After years of continuous efforts to try to break gender stereotypes in education, experts believe that the situation has actually deteriorated during the pandemic. The Organisation for Economic Co-operation and Development, a multilateral economic body with a membership of mostly rich countries, unveiled the gender gap in countries in the Middle East region during a virtual panel on March 8, which is International Women’s Day.

“In Lebanon, 77 percent of students think that women should work mostly to become a good wife and a mother,” said Anna D’Addio, Senior Policy Analyst at the United Nations Educational, Scientific and Cultural Organization (UNESCO). “Discrimination and gender biases are learnt from a very early age and they limit choices for the future as they grow, which can also be challenged by the school program,” she added.

“Teachers and counsellors need more support to offer career guidance to students that break away from these stereotypes,” said D’Addio. “In the Global Monitoring Report from UNESCO, the United Arab Emirates underscored that professional orientation often does not take gender issues into consideration.”

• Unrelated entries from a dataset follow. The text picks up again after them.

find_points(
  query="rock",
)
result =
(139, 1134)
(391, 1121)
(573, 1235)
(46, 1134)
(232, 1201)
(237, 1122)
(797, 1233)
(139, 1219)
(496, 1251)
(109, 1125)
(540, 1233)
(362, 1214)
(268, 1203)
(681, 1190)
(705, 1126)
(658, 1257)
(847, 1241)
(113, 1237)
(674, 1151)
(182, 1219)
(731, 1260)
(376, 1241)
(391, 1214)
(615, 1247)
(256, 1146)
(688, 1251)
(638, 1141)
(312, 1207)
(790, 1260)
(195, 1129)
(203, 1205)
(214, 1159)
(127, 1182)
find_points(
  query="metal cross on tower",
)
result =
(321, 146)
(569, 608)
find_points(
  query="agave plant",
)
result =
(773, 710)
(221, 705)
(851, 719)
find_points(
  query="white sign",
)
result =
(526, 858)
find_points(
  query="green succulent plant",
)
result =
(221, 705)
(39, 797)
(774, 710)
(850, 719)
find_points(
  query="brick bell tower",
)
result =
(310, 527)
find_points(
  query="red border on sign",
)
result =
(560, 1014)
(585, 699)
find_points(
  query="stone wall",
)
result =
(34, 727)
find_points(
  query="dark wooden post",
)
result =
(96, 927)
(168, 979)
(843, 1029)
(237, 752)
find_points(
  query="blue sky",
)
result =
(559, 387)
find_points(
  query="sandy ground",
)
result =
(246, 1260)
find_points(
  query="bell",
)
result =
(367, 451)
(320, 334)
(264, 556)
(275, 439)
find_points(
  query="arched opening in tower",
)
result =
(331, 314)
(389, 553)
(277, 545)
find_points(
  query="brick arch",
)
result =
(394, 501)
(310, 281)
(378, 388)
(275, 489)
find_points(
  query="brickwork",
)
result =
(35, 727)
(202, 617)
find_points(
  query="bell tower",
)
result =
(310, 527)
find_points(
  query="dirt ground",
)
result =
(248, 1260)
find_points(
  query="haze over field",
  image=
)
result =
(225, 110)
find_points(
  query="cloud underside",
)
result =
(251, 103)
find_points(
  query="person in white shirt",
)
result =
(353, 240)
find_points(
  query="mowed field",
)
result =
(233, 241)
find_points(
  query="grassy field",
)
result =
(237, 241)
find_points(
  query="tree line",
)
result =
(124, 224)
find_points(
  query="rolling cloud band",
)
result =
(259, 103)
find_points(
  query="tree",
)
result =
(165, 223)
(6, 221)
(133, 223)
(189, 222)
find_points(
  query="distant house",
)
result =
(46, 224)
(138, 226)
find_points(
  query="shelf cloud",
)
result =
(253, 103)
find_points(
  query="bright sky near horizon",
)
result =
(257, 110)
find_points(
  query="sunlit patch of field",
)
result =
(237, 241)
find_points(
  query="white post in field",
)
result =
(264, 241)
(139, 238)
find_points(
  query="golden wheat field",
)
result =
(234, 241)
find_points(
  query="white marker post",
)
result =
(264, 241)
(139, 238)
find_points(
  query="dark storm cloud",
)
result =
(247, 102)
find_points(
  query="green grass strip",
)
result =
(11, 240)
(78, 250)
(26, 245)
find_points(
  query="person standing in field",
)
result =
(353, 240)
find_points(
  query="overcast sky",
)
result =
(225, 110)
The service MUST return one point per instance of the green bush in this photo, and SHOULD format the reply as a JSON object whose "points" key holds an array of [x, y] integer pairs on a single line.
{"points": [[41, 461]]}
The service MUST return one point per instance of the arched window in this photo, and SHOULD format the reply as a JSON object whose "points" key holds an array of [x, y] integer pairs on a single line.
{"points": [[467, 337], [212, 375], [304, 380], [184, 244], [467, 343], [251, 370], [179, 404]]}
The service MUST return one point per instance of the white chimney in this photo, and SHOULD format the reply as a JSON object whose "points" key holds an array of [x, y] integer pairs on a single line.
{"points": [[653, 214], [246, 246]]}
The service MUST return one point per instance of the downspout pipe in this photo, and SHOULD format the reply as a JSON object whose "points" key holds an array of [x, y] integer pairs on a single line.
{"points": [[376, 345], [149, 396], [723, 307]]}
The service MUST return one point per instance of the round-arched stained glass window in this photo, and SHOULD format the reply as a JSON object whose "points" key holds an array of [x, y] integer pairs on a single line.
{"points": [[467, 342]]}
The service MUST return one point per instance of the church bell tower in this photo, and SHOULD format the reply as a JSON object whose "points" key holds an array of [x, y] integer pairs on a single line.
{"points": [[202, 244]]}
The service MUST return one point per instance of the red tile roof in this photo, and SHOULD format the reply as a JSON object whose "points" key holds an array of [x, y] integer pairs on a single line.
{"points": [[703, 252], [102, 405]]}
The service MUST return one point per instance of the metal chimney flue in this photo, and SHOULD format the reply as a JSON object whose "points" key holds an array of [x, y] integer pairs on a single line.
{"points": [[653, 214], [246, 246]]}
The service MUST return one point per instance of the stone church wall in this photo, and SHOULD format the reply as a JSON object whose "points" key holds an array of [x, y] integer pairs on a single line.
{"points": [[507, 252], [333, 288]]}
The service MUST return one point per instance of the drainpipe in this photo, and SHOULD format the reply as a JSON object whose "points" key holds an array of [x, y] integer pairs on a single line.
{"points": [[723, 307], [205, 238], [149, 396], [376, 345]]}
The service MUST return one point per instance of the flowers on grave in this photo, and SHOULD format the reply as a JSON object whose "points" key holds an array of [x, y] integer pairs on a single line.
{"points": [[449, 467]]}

Anna D’Addio explaining how girls are facing challenges due to gender stereotypes. March 8, 2022. SANDRA EMAM.

“OECD 2018’s PISA (Program for International Students Assessment) result show only 7 percent of girls across 37 OECD countries expect to work in science and engineering, compared to 50 percent of boys,” said Marta Encinas-Martin, Education Gender Ambassador at OECD.

Marta Encinas-Martin highlighting the difference in girls’ percentage in each field of university enrolments between 2013 and 2019. March 8, 2022. SANDRA EMAM.

“Boys typically are most likely to expect to become an engineer or computer scientist in more countries,” said Encinas-Martin. In the UAE, 15 percent of girls expect to follow this route, compared to 23 percent of boys. One of the most significant gaps is in Jordan, where 10 percent of girls and 22 percent of boys want to become engineers or computer scientists. In Saudi Arabia, which has the largest gap among Arab countries, less than five percent of girls and 16 percent of boys want to pursue this path.

However, OECD results reveal that females in health professions surpass the number of males in all countries. In the United Arab Emirates, 11 percent of males seek to become doctors or nurses compared to 30 percent of females. In Saudi Arabia, females in the health professions have almost triple the percentage of males. The kingdom has the highest percent of female healthcare providers among OECD countries.

“Girls are very good academically; however, they do not choose career paths that will bring them better rewards to close the gender pay gap,” said Encinas-Martin. “Our data tells us that boys are more confident and competitive, but girls have low self-esteem.”

Martin believes that they need to understand what drives gender career choices, stereotypes and gender norms to avoid segregation. “Women need to have a voice and join STEM (Science, Technology, Engineering, and Mathematics) careers to gain more rewards, have more independence economically and have successful lives.”